- Property 1.Frequent Delivery
- Property 2.Reflective Improvement
- Property 3.Osmotic Communication
- Property 4.Personal Safety
- Property 5.Focus
- Property 6.Easy Access to Expert Users
- Property 7.Technical Environment with Automated Tests, Configuration Management, and Frequent Integration
- Evidence: Collaboration across Organizational Boundaries
- Reflection on the Properties
Property 7. Technical Environment with Automated Tests, Configuration Management, and Frequent Integration
The elements I highlight in this property are such well-established core elements that it is embarrassing to have to mention them at all. Let us consider them one at a time and all together.
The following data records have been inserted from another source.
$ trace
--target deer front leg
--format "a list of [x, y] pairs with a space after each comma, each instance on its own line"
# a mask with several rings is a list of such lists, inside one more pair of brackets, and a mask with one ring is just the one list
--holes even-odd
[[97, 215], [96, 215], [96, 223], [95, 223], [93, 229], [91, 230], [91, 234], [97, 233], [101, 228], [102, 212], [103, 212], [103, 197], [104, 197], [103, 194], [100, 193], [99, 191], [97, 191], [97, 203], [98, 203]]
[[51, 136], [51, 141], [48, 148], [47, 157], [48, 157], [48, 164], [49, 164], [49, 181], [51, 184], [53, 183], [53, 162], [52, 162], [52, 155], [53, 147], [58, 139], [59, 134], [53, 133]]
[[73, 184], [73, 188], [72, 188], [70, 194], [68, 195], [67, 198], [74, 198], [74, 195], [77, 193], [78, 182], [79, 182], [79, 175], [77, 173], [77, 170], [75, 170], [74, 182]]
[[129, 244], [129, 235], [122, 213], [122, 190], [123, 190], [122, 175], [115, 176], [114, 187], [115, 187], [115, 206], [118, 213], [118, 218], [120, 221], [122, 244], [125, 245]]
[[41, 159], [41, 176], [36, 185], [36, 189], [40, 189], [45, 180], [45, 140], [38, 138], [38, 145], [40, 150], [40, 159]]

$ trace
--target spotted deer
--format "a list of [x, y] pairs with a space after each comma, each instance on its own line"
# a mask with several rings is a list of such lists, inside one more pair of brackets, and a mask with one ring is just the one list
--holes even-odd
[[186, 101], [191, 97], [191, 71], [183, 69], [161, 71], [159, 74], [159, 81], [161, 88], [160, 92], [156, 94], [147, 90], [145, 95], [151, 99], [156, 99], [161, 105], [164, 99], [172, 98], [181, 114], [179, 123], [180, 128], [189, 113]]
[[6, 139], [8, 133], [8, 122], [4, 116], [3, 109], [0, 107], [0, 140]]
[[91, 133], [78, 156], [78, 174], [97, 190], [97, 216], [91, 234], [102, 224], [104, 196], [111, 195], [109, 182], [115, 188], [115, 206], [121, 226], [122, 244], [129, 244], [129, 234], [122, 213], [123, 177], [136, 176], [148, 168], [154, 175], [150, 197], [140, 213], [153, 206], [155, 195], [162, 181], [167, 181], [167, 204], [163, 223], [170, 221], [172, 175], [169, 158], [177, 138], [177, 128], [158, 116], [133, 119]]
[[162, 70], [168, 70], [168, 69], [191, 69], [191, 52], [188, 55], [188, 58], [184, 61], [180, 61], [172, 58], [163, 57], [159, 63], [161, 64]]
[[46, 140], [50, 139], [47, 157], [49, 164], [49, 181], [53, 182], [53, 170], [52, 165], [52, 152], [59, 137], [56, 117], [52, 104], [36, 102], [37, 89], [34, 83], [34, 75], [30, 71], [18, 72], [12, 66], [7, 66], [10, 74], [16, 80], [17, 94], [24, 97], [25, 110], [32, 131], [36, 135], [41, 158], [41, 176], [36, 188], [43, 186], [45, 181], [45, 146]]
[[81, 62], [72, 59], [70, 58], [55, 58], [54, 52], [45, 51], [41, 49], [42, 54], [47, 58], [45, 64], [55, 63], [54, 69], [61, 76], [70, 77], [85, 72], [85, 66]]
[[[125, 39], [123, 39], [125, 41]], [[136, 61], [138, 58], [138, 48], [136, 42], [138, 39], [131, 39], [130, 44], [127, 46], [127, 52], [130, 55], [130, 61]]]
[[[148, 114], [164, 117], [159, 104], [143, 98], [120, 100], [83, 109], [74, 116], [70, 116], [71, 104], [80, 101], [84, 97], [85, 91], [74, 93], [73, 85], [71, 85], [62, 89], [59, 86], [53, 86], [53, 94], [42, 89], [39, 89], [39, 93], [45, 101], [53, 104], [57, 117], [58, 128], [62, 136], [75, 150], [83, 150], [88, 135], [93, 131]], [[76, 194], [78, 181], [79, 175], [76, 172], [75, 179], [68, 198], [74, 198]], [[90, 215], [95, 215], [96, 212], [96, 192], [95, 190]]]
Automated Testing. Teams do deliver successfully using manual tests, so this can't be considered a critical success factor. However, every programmer I've interviewed who once moved to automated tests swore never to work without them again. I find this nothing short of astonishing.
Their reason has to do with improved quality of life. During the week, they revise sections of code knowing they can quickly check that they hadn't inadvertently broken something along the way. When they get code working on Friday, they go home knowing that they will be able on Monday to detect whether anyone had broken it over the weekendthey simply rerun the tests on Monday morning. The tests give them freedom of movement during the day and peace of mind at night.
Configuration Management. The configuration management system allows people to check in their work asynchronously, back changes out, wrap up a particular configuration for release, and roll back to that configuration later on when trouble arises. It lets the developers develop their code both separately and together. It is steadily cited by teams as their most critical noncompiler tool.
Frequent Integration. Many teams integrate the system multiple times a day. If they can't manage that, they do it daily, or, in the worst case, every other day. The more frequently they integrate, the more quickly they detect mistakes, the fewer additional errors that pile up, the fresher their thoughts, and the smaller the region of code that has to be searched for the miscommunication.
The best teams combine all three into continuous integration-with-test. They catch integration-level errors within minutes.
Can you run the system tests to completion without having to be physically present?
Do all your developers check their code into the configuration management system?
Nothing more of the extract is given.